Screen Link: https://app.dataquest.io/m/355/list-comprehensions-and-lambda-functions/8/lambda-functions
The function extract_and_increment()
below extracts digits from a string using regex, groups them together using the .group()
method, so we get a single integer, then adds one to that integer.
import re
def extract_and_increment(string):
digits = re.search(r"\d+", string).group()
incremented = int(digits) + 1
return incremented
But I’m not seeing how it’s supposed to work. For example, if
string = "a1bb22ccc333dddd4444eeeee55555"
then my guess is that re.search(r"\d+", string)
would match the digits in string
, which would be 1
, 22
, 333
, 4444
and 55555
the way regexr.com shows here:
But, that doesn’t seem to happen…
string = "a1bb22ccc333dddd4444eeeee55555"
re.search(r"\d+", string)
…generates the output:
<re.Match object; span=(1, 2), match='1'>
…it only seems to match the first digit, 1
. What am I misunderstanding?
After that, what would .group()
do? I’ve only seen re.group()
used with regex that contain capture groups, but this example has no capture groups, so I’m not sure how to interpret it. If I apply .group()
as follows…
digits = re.search(r"\d+", string).group()
digits
…which outputs…
'1'
…I’m not sure what to make of the output. Is it just telling me that there’s one group because there’s just one match?

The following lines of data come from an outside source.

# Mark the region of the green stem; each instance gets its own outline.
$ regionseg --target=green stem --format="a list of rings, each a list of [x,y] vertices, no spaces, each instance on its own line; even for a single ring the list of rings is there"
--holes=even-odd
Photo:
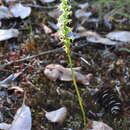
[[[78,86],[77,86],[77,83],[76,83],[76,77],[75,77],[73,66],[72,66],[73,65],[72,64],[72,59],[71,59],[71,56],[70,56],[69,53],[67,53],[67,56],[68,56],[68,60],[69,60],[69,64],[70,64],[70,68],[71,68],[71,72],[72,72],[73,84],[74,84],[74,87],[75,87],[75,90],[76,90],[76,93],[77,93],[77,97],[78,97],[80,109],[81,109],[82,116],[83,116],[84,127],[86,127],[86,124],[87,124],[88,121],[86,119],[86,114],[85,114],[85,111],[84,111],[84,107],[83,107],[83,103],[82,103],[82,98],[80,96],[80,92],[79,92],[79,89],[78,89]]]

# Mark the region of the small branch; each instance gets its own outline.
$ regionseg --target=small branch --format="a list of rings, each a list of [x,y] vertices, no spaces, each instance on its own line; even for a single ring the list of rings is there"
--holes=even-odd
[[[36,57],[39,57],[39,56],[42,56],[42,55],[46,55],[46,54],[50,54],[50,53],[56,53],[56,52],[63,52],[63,51],[64,51],[63,48],[57,48],[57,49],[54,49],[54,50],[44,51],[44,52],[41,52],[37,55],[32,55],[30,57],[26,57],[26,58],[23,58],[23,59],[20,59],[20,60],[16,60],[16,61],[9,62],[9,63],[4,64],[4,65],[1,65],[0,69],[4,69],[5,67],[7,67],[9,65],[13,65],[13,64],[17,64],[17,63],[21,63],[21,62],[24,62],[24,61],[31,60],[33,58],[36,58]]]

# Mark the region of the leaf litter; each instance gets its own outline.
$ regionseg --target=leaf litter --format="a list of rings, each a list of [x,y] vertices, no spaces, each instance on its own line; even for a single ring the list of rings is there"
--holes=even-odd
[[[13,0],[4,2],[0,9],[2,14],[0,17],[1,28],[2,30],[6,29],[6,31],[17,29],[19,35],[12,35],[12,32],[9,35],[5,33],[3,36],[2,34],[0,58],[1,66],[4,65],[4,69],[1,69],[0,72],[0,109],[3,115],[1,122],[9,123],[2,123],[0,127],[7,129],[11,126],[10,130],[20,130],[20,126],[22,127],[26,123],[27,128],[25,129],[27,130],[30,130],[31,126],[33,126],[32,130],[82,130],[83,121],[72,84],[71,71],[63,49],[59,49],[62,44],[59,43],[56,18],[60,12],[58,9],[51,10],[48,8],[57,5],[58,2],[44,1],[41,2],[42,5],[37,1],[34,3],[22,1],[24,4]],[[10,4],[11,2],[14,3]],[[28,3],[33,4],[35,8],[30,8]],[[113,28],[114,23],[111,23],[110,29],[105,25],[107,23],[103,23],[104,21],[99,18],[99,14],[95,11],[96,8],[91,7],[91,4],[87,2],[82,4],[79,1],[77,3],[71,1],[71,4],[74,5],[72,20],[74,27],[70,35],[74,34],[73,37],[75,38],[71,55],[74,67],[76,67],[73,69],[85,111],[87,114],[90,110],[93,113],[93,116],[88,115],[93,122],[91,129],[127,130],[129,117],[126,115],[129,113],[128,105],[130,105],[130,61],[129,51],[119,50],[122,46],[125,50],[130,49],[130,30],[116,30]],[[11,13],[11,8],[12,12],[15,10],[14,13],[16,14]],[[127,21],[129,24],[128,19]],[[34,41],[37,47],[30,41]],[[28,45],[26,45],[27,42]],[[23,44],[26,47],[23,47]],[[84,46],[81,46],[82,44]],[[9,48],[9,46],[14,45],[17,45],[18,48]],[[48,50],[50,50],[49,53]],[[15,52],[16,57],[9,55],[11,52]],[[26,71],[23,72],[26,67]],[[89,74],[93,75],[93,78],[90,78]],[[103,108],[101,110],[95,104],[95,93],[105,86],[112,87],[115,91],[117,87],[119,88],[118,93],[122,97],[124,107],[120,121],[114,122],[113,117],[110,117],[108,112],[103,111]],[[20,107],[24,92],[27,93],[28,97],[26,99],[27,105]],[[21,95],[19,96],[17,93]],[[65,106],[67,110],[61,106]],[[17,111],[19,111],[18,108],[22,110],[21,114],[27,112],[24,113],[25,118],[22,120],[21,116],[18,116],[16,120],[14,119],[14,123],[11,123],[13,115],[15,113],[17,115]],[[43,109],[48,112],[43,111]],[[33,113],[32,117],[31,112]],[[98,117],[97,113],[102,114]],[[58,122],[60,126],[57,126]]]

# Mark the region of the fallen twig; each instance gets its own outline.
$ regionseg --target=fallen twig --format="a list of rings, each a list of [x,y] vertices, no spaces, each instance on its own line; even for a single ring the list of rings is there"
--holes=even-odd
[[[1,65],[0,69],[4,69],[5,67],[7,67],[9,65],[13,65],[13,64],[21,63],[23,61],[31,60],[33,58],[36,58],[36,57],[39,57],[39,56],[42,56],[42,55],[46,55],[46,54],[49,54],[49,53],[55,53],[55,52],[63,52],[63,51],[64,51],[63,48],[57,48],[57,49],[54,49],[54,50],[44,51],[44,52],[41,52],[37,55],[32,55],[32,56],[29,56],[29,57],[26,57],[26,58],[23,58],[23,59],[20,59],[20,60],[16,60],[16,61],[9,62],[9,63],[4,64],[4,65]]]

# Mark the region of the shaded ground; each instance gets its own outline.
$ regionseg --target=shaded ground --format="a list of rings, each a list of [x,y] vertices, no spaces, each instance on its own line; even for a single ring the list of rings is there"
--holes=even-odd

After that, I understand. incremented = int(digits) + 1
casts digits
(1
in this case) as an integer and adds 1
to that integer (resulting in 2
in this case):
incremented = int(digits) + 1
incremented
Out: 2
To summarize: My questions are about digits = re.search(r"\d+", string).group()
:
- Why does
re.search()
match only the first digit instead of all the digit “groups”? - How is
.group()
supposed to work if there are no capture groups?